OPINIóN
Actualizado 23/08/2014
Tomás González Blázquez

 

En casa, al poco de pasar los Reyes el último enero, vivimos una de esas epifanías que cambian la vida: esperábamos a nuestro primer hijo. Sin culminar el tiempo de la Navidad habíamos de emprender nuestro particular, doméstico y familiar Adviento. No serían ya cuatro domingos en los que recordar el paso salvador de Jesús, implorar su segunda venida y hacerle nacer en el pesebre de cada uno, sino que la preparación del camino y el allanamiento de sendas se alargaría, muy probablemente, unas cuarenta semanas. El día y la hora, en este caso, tampoco están claros.
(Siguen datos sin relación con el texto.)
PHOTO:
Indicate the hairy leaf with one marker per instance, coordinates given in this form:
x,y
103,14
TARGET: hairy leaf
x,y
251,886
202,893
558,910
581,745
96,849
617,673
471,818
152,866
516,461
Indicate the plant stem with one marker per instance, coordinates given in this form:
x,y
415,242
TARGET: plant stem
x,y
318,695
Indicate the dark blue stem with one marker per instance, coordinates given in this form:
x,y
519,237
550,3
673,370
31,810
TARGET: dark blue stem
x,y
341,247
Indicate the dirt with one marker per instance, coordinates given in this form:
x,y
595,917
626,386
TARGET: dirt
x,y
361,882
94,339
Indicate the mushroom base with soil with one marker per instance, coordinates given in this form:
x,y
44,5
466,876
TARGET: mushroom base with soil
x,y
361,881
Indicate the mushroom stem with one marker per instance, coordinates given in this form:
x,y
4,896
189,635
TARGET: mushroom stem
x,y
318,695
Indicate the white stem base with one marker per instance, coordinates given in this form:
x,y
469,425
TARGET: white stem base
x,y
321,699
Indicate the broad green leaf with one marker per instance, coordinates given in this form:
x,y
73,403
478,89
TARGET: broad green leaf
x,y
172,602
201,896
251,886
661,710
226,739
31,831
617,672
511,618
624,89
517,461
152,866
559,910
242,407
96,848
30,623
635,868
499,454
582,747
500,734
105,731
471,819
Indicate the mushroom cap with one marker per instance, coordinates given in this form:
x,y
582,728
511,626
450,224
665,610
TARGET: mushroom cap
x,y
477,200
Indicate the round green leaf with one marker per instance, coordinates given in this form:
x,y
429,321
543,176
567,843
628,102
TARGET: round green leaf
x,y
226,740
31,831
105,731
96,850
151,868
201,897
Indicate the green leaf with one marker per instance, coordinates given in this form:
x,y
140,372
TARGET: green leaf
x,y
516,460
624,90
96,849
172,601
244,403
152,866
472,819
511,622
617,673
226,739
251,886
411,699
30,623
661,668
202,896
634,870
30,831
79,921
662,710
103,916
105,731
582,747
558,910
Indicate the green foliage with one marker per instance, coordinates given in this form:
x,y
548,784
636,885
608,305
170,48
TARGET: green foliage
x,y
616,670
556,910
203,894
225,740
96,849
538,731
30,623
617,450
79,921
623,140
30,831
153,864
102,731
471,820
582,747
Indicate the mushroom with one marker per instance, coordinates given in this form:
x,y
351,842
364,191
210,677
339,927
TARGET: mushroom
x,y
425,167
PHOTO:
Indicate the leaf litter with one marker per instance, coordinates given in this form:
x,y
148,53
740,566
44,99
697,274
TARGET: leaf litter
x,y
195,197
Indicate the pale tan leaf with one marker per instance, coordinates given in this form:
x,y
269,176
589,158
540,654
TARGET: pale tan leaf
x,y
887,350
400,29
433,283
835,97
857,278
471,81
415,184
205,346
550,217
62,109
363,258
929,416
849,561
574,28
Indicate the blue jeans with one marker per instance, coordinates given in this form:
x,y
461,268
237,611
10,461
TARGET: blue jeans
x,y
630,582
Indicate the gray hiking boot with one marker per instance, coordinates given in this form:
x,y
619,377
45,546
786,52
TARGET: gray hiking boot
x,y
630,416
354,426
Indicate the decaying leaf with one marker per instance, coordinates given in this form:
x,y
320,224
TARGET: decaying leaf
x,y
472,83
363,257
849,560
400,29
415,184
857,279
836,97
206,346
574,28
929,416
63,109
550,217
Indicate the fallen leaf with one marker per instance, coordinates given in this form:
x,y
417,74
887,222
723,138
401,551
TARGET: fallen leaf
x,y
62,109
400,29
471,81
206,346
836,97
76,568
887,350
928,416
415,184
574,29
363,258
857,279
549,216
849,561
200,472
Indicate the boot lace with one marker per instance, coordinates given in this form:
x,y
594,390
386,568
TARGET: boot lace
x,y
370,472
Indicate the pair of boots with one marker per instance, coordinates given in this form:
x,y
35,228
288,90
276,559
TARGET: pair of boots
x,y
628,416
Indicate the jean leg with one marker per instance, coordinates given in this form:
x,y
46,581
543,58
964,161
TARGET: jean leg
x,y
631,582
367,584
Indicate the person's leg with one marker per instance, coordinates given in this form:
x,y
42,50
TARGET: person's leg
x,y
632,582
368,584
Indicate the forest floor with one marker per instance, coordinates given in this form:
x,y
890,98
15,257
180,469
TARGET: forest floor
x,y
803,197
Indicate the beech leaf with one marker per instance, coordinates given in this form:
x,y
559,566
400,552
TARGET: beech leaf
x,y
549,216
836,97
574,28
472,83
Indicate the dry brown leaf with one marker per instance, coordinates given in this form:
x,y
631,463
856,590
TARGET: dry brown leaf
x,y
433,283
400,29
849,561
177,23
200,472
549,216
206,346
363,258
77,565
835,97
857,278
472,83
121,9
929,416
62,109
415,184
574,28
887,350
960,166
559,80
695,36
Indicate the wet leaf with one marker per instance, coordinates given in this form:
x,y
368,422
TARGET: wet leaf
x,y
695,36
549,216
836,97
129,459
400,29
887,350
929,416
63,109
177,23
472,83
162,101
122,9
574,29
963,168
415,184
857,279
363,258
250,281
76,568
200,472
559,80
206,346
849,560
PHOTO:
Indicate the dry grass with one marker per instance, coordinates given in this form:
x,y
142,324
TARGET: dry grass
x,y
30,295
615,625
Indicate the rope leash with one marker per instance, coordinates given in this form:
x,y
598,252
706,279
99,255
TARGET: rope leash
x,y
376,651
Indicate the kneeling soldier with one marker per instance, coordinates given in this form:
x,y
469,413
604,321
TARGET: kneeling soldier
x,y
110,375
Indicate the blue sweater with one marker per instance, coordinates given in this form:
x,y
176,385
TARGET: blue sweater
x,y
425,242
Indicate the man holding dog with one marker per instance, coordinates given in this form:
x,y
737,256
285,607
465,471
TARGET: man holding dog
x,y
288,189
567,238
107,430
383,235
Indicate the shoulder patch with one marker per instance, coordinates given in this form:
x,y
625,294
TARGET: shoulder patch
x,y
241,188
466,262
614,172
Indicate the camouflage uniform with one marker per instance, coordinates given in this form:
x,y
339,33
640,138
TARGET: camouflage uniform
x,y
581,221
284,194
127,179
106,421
Procede, por tanto, ser constantes en la vigilancia y perseverantes en la esperanza, y, por supuesto, muy pacientes.

 

Una fecha, siempre aproximada, como referencia, la que los médicos llamamos FPP (fecha probable de parto), fruto de echar una cuenta o jugar con una ruleta a partir de otra fecha (y otras siglas, de las que abusamos): la FUR (fecha de última regla). 8 de septiembre es la nuestra. Día de fiesta, cuando Salamanca aclama a la Virgen como patrona en la memoria de su nacimiento. Definitivamente, había que tomarse las cuarenta semanas, tan cuaresmales en su cifra, en clave de Adviento, peregrinando hacia esa Nochebuena que caerá, más o menos, por Santa María de la Vega.

 

Como en todo buen Adviento que se precie, el protagonista es el que viene, el que vive ya para nacer pronto. Evidentemente, la madre que lo siente como nadie en su seno, y junto a ellos, el padre que anhela sostenerlo, acariciarlo y ver su rostro. En torno, los abuelos que renuevan su condición de padres y celebran el cumplimiento de aquella bendición-deseo nupcial de contemplar a los hijos de sus hijos como reza el salmo. Cerca, los nuevos tíos, los nuevos primos, los amigos de los padres, los de los abuelos, y así muchos. Es siempre la época de proclamar grandezas y de alegrar espíritus cuando se ha dicho sí a la vida, a menudo entre grandes dificultades e incomprensiones, que no son pocos los advientos en los que hay que viajar por decreto a ninguna parte, llamar sin éxito a unas y otras posadas cerradas a cal y canto, y sacar fuerzas de flaqueza ante el desenlace en la soledad de establo de una habitación de hospital.

 

Cuarenta semanas para ir encendiendo velas de una hermosa corona. La hospitalidad del hogar con el nuevo inquilino que se torna propietario de mucho espacio. La generosidad del tiempo que merecen los cuidados y la educación desde la primera hora. La humildad de la familia que acoge al nuevo miembro como uno más, y si cabe, como al mayor entre todos. La ardiente llama de la caridad, que reconoce en el recién nacido al que nació en Belén, que se pone tierna y amorosamente en medio de nuestra vida a través de la pequeñez y la debilidad.